The power behind this Bull market has been narrow until recently, but with interest rates falling sharply in the final 2 months of this year, the rally has become inclusive among most sectors, except for energy. The number of stocks above their 50-day moving average is quite extreme, but this often happens in the early to middle stages of a Bull market, rarely at the end. A month-long correction may be in our future, starting in Q1, 2024, but historically these momentum peaks improve the odds for investors to buy dips.

As with the previous chart, we see below that another momentum measure is at overbought extremes. It has been over 3 years since the Relative Strength Index reached this level. A pullback is coming, but we should focus less on selling the peak and more on buying the decline. Over the past 8 weeks there has not been a 2-day correction and no decline of even 2%. Like 2017, this has made it exceedingly difficult for managers to add stocks that are running higher without a pause. The good news comes from who report that the S&P 500 equal-weight index just round tripped from a one year low to a one year high in just 33 days. The last time that occurred was 41 years ago in the first two months of a roaring 5-year Bull market. The market is closer to short term pain, as it continues to accumulate longer term gains.

Option traders are overweight upside call options, money managers have a very elevated 80% equity exposure and the CNN fear gauge at 80 is fast approaching the 83+ extremes that often signal peak prices.
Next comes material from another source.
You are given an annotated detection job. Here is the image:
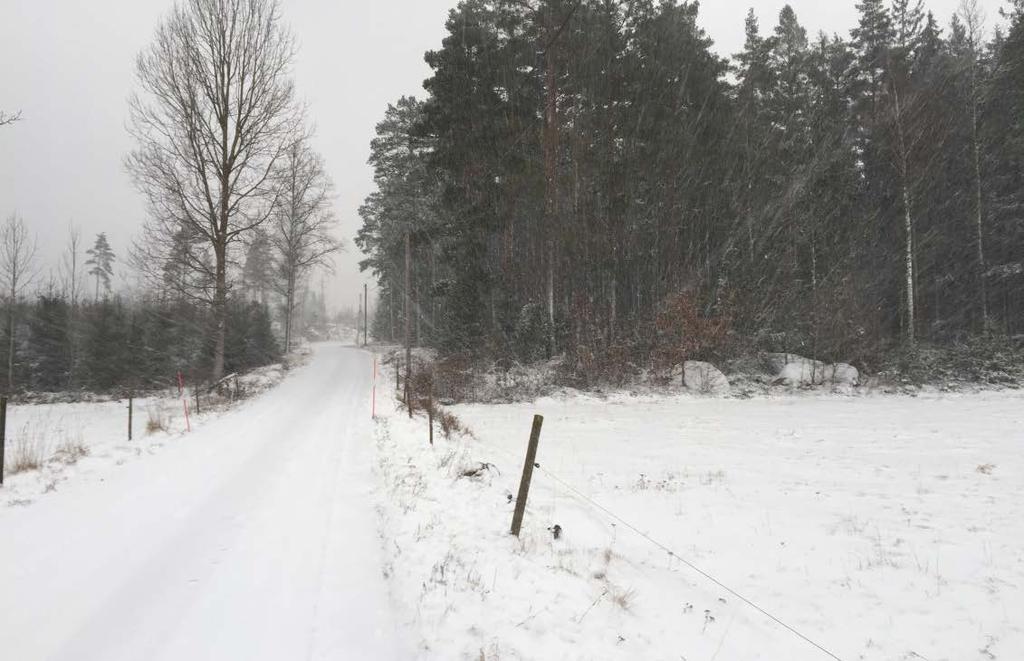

There are plenty of reasons to temper new stock purchases with such overbought indications, but it may take more time or an exogenous news event to trigger a deep decline before early January as the buying power remains strong and FOMO is building. While traders can raise some cash in early January, investors with sideline cash should maintain long positions with an increasingly diversified portfolio that includes laggards in the healthcare, communications, utility, and energy sectors. We have clearly had too much cash awaiting the Godot pullback into mid-December, despite maintaining a forecast in the March SP of 4850 – 70 by early January. The next corrective period is due before mid-January as the technical indicators are warning of an overdue pause. The next cycle low expected for significant equity accumulation is due next March. Consumer credit and business stress measures remain healthy while interest rates decline, thus earnings per share and multiples should continue to grow in 2024 and feed the Bull.